Hersenen en gedrag
Gedrag:
Biologische psychologie:
Uitgangspunten:
De mens is ‘een beschreven blad’. Al bij de conceptie wordt de erfelijke bagage,
het DNA, van een mens vastgelegd. Deze bepaalt of beïnvloed- daarover lopen
de opvattingen binnen deze stroming uiteen- de gedragsmogelijkheden van de
mens.
Gedrag en dachten, emoties en motieven hangen altijd samen met biologische
processen in het lichaam. Zo kan gedrag worden veroorzaakt door een virus, een
erfelijk gen, een cel afwijking, en een teveel of tekort aan hersen- en
lichaamsstofjes zoals neurotransmitters en hormonen.
De hersenen zijn het belangrijkste orgaan bij het sturen van gedrag, gedachten,
emoties enzovoorts. Zonder hersenen is gedrag onmogelijk.
Mensen zijn het product van een langdurige evolutionaire geschiedenis. Gedrag
van mensen kan begrijpelijk worden door het te plaatsen binnen de evolutie.
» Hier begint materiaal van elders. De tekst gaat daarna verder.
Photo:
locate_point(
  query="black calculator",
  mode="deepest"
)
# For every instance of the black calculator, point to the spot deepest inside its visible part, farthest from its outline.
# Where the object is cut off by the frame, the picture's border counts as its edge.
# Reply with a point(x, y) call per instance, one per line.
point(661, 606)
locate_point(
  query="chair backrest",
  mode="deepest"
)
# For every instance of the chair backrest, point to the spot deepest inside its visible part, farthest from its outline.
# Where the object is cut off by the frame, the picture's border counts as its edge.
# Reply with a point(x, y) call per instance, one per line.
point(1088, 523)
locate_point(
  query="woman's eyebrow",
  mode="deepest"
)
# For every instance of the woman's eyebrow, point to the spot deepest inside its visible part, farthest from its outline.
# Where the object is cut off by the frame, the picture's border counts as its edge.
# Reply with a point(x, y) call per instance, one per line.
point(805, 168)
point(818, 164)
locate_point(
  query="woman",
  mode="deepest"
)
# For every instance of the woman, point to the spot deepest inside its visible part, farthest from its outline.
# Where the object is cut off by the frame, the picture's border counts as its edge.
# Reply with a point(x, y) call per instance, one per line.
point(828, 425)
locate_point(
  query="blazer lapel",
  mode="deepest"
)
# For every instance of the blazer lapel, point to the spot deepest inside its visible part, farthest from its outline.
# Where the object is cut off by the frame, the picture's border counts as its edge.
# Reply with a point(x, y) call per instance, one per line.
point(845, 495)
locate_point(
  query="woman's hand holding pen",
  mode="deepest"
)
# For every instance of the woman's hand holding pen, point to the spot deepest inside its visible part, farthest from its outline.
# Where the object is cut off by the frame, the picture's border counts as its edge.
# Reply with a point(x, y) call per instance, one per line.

Evolutionaire psychologie:
Uitgangspunten:
Hersenen zijn, net als alle andere onderdelen van het lichaam, de uitkomst van
een evolutionair proces.
Daaruit volgt dat, al is iedereen uniek, ieders geest ook kenmerken heeft die
terug te vinden zijn bij alle andere mensen. Deze worden door middel van
natuurlijke selectie doorgegeven van generatie op generatie omdat ze helpen bij
overleving en voortplanting.
Deze universele kenmerken van de menselijke geest, psychologische adaptaties
(=aanpassingen) genoemd, zorgen ervoor dat onze gedragsmogelijkheden (die in
theorie oneindig zijn) gereduceerd worden tot een beperkt aantal acties.
Psychologische adaptaties zijn complex, bestaan uit verschillende onderdelen,
zijn functioneel gespecialiseerd en bovendien talrijk, snel, automatisch en
onbewust.
,Massive modularity hypothesis: ‘’The mind is a “a collection of instincts adapted
for solving evolutionarily significant problems -the mind as a Swiss Army knife”.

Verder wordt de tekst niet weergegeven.